As people have mentioned below, you chances of admission do depend on whether or not you'll be applying as a freshman applicant or as a transfer. Assuming you'll be applying as a freshman, having completed your associates degree while in high school will look extremely impressive. I am a little curious whether your community college coursework will be counted on your high school transcript as it often is in the case of dual enrollment programs. If it is, then you have really nothing to worry about at all. (Admissions officers really do care about high school transcripts.) If you'll be submitting two separate transcripts, that's probably totally fine as well, especially given that you have taken so many college courses. Given that you were scoring 5s on AP exams already in your first two years of high school, that you have good extracurriculars, and that you have a perfect GPA despite an extremely rigorous course schedule, I assume that you'd have a very good chance of acceptance at UC Berkeley and Northeastern provided they will let you apply as a freshman applicant.
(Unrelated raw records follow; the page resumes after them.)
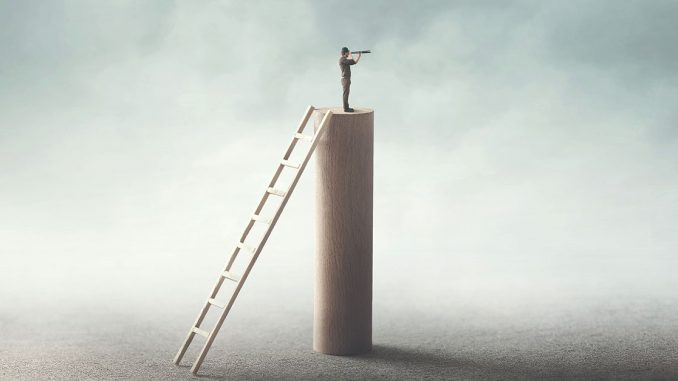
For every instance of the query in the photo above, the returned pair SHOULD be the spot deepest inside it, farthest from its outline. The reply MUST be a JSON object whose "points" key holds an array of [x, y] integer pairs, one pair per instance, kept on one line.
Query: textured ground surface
{"points": [[435, 317]]}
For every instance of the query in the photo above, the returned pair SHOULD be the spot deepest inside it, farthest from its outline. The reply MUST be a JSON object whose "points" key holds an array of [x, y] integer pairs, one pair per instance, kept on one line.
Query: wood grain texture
{"points": [[343, 259]]}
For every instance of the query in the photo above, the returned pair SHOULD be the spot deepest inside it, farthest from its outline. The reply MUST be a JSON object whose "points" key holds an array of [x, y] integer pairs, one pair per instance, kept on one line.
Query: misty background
{"points": [[525, 153]]}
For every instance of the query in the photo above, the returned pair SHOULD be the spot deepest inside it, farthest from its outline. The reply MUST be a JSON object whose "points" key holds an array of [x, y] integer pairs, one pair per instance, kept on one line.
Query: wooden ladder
{"points": [[239, 279]]}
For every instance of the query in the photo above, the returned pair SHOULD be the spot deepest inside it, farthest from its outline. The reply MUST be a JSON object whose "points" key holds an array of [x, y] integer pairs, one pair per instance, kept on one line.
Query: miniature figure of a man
{"points": [[345, 63]]}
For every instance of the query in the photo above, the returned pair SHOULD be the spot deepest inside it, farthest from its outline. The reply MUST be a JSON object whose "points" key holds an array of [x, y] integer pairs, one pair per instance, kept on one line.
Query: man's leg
{"points": [[346, 85]]}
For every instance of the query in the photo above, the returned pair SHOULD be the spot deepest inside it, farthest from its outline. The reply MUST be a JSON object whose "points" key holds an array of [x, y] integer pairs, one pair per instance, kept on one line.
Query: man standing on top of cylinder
{"points": [[345, 64]]}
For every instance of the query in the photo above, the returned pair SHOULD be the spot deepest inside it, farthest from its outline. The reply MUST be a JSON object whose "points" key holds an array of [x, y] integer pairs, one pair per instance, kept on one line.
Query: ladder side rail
{"points": [[302, 125], [217, 327]]}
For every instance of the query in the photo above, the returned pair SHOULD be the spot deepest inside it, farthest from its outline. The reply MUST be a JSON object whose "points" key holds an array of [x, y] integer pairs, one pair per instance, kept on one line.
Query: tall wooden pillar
{"points": [[342, 323]]}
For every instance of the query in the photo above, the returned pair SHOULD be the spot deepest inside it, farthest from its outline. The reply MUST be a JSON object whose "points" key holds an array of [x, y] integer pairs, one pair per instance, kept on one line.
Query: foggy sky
{"points": [[541, 129]]}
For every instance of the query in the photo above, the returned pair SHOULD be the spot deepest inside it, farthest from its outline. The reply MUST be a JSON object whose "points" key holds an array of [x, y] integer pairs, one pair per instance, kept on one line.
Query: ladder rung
{"points": [[201, 332], [277, 192], [290, 164], [257, 217], [231, 276], [246, 247], [308, 138], [215, 303]]}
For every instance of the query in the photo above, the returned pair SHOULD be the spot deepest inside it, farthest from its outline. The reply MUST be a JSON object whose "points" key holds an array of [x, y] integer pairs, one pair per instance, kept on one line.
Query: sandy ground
{"points": [[435, 317]]}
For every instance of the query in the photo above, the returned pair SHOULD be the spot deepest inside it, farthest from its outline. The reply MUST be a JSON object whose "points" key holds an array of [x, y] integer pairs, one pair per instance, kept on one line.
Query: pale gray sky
{"points": [[134, 129]]}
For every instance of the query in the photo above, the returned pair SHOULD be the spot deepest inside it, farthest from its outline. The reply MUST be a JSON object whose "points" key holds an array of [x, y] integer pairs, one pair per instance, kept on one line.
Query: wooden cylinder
{"points": [[342, 318]]}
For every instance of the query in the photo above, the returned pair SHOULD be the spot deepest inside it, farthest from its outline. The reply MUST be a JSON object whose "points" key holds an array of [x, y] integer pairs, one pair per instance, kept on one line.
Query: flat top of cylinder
{"points": [[340, 110]]}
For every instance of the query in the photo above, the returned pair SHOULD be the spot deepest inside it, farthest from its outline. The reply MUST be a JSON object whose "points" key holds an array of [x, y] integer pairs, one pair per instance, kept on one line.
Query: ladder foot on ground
{"points": [[239, 279]]}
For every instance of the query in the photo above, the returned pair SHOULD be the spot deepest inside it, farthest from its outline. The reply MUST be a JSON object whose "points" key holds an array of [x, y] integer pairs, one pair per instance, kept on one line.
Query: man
{"points": [[345, 63]]}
If you have to apply as a transfer, you'll still probably have a decent chance, but things might be a little trickier.

As for the chancing engine, I'd log all of your community college courses as AP-level regardless of whether they were dual enrollment or taken as a full-time college student. They are college-level courses after all! You could also include the associates degree as an "award" on your profile (for the chancing engine at least... for the CommonApp you'll find another way to report that).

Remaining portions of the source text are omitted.